Regardless of whatever label we choose to call this effort of removing bad habits, whether it be deemed purification, removal of defilement, awakening, being in oneness or even becoming still, it should be known that Bhagavan said it is “effort that instills purity” and stressed that without it the goal of vichara (enquiry) will not be reached.

In direct reference to this Sri Muruganar, one of the foremost direct disciples of Sri Ramana Maharshi, heard the following profound statement from Bhagavan and recorded it that our doubts might be cleared:

     “Know that the wondrous jnana vichara is only for those who have attained purity of mind by softening and melting within.

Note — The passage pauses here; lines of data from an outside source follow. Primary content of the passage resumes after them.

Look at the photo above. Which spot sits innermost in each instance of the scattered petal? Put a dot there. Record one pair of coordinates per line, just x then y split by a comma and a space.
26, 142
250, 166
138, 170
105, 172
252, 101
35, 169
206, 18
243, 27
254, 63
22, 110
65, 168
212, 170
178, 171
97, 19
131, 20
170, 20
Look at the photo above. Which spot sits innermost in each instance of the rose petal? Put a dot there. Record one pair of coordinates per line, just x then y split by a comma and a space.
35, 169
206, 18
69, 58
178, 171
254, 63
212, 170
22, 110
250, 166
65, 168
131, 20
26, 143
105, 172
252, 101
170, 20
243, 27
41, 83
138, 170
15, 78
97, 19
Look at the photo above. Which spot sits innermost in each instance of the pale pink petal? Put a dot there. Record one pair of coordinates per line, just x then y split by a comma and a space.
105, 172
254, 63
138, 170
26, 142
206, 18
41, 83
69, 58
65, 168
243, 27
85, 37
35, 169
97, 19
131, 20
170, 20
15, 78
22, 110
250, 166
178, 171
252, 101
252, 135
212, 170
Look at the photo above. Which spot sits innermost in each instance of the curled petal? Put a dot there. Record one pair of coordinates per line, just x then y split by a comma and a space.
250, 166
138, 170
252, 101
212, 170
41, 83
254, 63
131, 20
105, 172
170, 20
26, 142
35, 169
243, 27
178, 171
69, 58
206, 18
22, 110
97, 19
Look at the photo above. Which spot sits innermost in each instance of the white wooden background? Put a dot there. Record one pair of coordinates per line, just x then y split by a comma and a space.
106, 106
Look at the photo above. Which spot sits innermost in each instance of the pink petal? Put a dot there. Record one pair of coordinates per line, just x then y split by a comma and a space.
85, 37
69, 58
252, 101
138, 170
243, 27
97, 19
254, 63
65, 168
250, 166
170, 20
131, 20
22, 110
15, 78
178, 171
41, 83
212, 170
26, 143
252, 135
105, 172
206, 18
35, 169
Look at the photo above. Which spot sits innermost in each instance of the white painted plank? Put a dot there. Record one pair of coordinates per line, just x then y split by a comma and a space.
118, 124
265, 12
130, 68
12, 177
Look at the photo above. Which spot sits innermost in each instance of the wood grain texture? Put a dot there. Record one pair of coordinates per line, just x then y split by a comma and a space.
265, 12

Without this softening and melting away of the mind, brought about by thinking of the feet of the Lord,

the attachment to the “I” that adheres to the body will not cease to be.” 3

Can this “thinking of the feet of the Lord”, prescribed by Bhagavan, be anything other than exactly what it says? Therefore, should we not get busy here and now to “fight the good fight” for spiritual attainment?

Let us leave our battle cry to the General of our forces:

     Devotee: “Are we to keep anything against a rainy day; or to live a      precarious life for spiritual attainments?”

     Maharshi: “God looks after everything.” 4

__________________

1. Mahabharata 5.41-42.

2.Talks with Sri Ramana Maharshi, Sri  Ramanashramam 2006, Talk 13, p. 5.

3. Padamalai, Teachings of Sri Ramana Maharshi Recorded by Muruganar, Avadhuta Foundation 2004, p. 186.

4. Talks with Sri Ramana Maharshi, #377.